The Director General of the Debt Management Office, Patience Oniha, provided a breakdown of the public debt stock for the second quarter of 2021 during a virtual media presentation on Wednesday.
The total external debt stock rose from N12.47tn as of March 31 to N13.71tn as of June 30, indicating an increase of N1.24tn or 9.94 per cent.
The total domestic debt stock rose from N20.64tn as of March 31 to N21.75tn as of June 30, indicating an increase of N1.11tn or 5.38 per cent.
At the end of Q2 2021, external debt stock made up 38.66 per cent while domestic debt stock made up 61.34 per cent of the total public debt stock.
The debt to Gross Domestic Product ratio rose from 21.13 per cent to 21.92 per cent within the second quarter.

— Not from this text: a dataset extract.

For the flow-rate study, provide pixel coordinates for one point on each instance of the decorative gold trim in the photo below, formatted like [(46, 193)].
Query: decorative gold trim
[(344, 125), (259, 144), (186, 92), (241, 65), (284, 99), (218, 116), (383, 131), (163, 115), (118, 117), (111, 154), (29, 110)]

At the end of the second quarter, a breakdown of external debt stock showed that multilateral debt (from World Bank Group and African Development Group) led the list of Nigeria’s creditors with a share of 54.88 per cent.
The second highest was commercial debt (from Eurobonds and Diaspora Bonds) with a share of 31.88 per cent.
It was followed by bilateral debts (from China, France, Japan, India and Germany) with a share of 12.70 per cent.
Promissory Notes had a share of 0.54 per cent.
The DMO boss stated that the debt stock was fast growing, with a high debt service to revenue ratio, alongside issues around the use of debt proceeds.
The DMO blamed the public debt issues on high infrastructure deficit, recession, consecutive budget deficits, low revenue base, worsened by the country’s reliance on a single source of income – crude oil.